I love making my own breadcrumbs from the scratch because it’s easy to make and it’s free from all the artificial additives in commercial brands. It also saves you money and it’s the perfect way to use up leftover bread or bread crusts. You also get the choice of adding any seasoning of your choice to it for a personalised flavour mix that commercial brands may not have available. I use breadcrumbs to make some of the recipes for the kids, so homemade it is, to reduce all those salts and sulphates… You get what I mean.
I got emails from some mothers asking if there is an alternative way of making their breadcrumbs without using an oven, which is what I used in my initial DIY tips. “Of course there is,” I answered and that’s my reason for writing this. I decided to go all manual for the benefit of the mums that may not have a blender too or most especially if NEPA decides to strike when you are about to make your breadcrumbs.
One thing I always strive to do here is keep it simple, so that you will not be deterred from trying out recipes for your kids because you don’t know how to do it or you can’t find the ingredients, or because you don’t have the kitchen gadgets used. I’m sure there are other mums (apart from the ones that emailed me) that will appreciate this alternative method of making their homemade breadcrumbs.
Let’s start with what you need:
- Lots of Sunshine
- Ziplock back or thick waterproof (you can double or triple lighter ones)
- Rolling Pin or empty Beer Bottle
- Sieve and Bowl
- …and of course your bread slices or the crusts (that’s the sides that are trimmed off)
- Break the bread slices or crusts into tiny pieces, place on a tray and put out in the sunlight to dry. Depending on the degree of sunshine, it should be dry in hours. The harmattan period is a good season to dry up things outside too.

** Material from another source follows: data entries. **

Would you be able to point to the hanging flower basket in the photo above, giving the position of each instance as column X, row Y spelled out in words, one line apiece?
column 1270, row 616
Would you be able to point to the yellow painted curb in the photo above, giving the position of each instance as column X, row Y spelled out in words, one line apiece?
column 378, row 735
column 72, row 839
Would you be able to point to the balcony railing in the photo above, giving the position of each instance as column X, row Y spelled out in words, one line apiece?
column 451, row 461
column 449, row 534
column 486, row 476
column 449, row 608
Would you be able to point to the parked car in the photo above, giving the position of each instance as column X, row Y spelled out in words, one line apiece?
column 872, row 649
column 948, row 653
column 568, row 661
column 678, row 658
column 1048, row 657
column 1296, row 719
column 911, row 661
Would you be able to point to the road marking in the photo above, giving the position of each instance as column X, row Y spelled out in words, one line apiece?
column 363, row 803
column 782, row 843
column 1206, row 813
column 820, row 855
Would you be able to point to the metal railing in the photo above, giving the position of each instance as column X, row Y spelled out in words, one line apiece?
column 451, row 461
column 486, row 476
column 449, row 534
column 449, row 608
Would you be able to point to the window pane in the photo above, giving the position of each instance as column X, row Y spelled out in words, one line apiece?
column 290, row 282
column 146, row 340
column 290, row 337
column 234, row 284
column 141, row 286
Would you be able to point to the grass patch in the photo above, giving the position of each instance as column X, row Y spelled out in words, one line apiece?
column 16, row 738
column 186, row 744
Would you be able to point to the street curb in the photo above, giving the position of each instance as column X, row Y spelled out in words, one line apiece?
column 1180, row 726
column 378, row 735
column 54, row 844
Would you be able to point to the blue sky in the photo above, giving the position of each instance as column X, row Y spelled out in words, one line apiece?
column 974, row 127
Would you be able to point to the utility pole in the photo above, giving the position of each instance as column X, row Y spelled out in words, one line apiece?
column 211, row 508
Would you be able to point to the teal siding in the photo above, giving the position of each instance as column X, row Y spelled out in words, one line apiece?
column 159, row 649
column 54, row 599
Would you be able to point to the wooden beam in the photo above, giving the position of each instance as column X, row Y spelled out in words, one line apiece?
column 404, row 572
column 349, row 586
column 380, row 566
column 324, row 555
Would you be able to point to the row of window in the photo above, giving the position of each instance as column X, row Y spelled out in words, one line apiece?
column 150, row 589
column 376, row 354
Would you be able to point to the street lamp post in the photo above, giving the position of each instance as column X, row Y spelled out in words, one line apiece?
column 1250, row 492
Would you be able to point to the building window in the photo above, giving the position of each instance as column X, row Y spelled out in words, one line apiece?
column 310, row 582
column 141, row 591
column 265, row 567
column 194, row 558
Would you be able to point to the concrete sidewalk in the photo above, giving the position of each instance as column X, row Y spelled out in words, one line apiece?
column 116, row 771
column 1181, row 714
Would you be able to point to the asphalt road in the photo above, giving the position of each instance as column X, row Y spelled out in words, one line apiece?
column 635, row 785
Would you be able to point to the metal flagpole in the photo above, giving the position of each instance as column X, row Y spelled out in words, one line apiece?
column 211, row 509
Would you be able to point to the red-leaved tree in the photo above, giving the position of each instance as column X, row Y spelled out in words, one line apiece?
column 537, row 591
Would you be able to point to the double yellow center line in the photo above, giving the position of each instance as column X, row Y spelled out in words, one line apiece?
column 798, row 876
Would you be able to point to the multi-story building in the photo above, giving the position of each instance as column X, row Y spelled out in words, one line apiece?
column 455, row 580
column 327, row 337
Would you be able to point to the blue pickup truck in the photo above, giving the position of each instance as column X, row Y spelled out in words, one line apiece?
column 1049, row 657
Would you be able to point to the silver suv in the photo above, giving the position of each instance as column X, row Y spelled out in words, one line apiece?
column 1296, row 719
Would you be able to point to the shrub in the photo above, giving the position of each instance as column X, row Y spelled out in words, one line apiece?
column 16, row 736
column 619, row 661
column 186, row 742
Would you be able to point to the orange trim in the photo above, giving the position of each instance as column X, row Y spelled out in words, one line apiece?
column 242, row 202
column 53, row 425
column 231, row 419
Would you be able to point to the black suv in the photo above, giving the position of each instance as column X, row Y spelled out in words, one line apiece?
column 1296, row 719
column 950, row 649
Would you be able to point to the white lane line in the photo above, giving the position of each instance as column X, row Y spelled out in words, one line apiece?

- Once dried up well, pour the breadcrumbs into the ziplock bag or doubled waterproof and place on a clean flat surface. Using the rolling pin or beer bottle, start rolling to grind the bread into crumbs. Keep rolling till they are all crumbly.
- Pour the crumbs into the sieve and sift into the bowl to get the fine crumbs.
- Put the crumbs that are left in the sieve back into the ziplock or waterproof and roll all over again to get crumbly.
- Repeat steps 3 and 4 till you have no more or a negligible crumbs left in your sieve.
- Season your breadcrumbs with your choice of herbs & spices like thyme, curry, cinnamon, basil, rosemary, cloves etc.
- Store in a dry clean jar.
Easy peasy, right? Don’t forget there are other alternatives to breadcrumbs you can try for a difference… Remember that variety does it for the kids. Try kid-friendly meals with breadcrumbs like the Nigerian Yam Croquette, Potato Balls or Chicken Nuggets.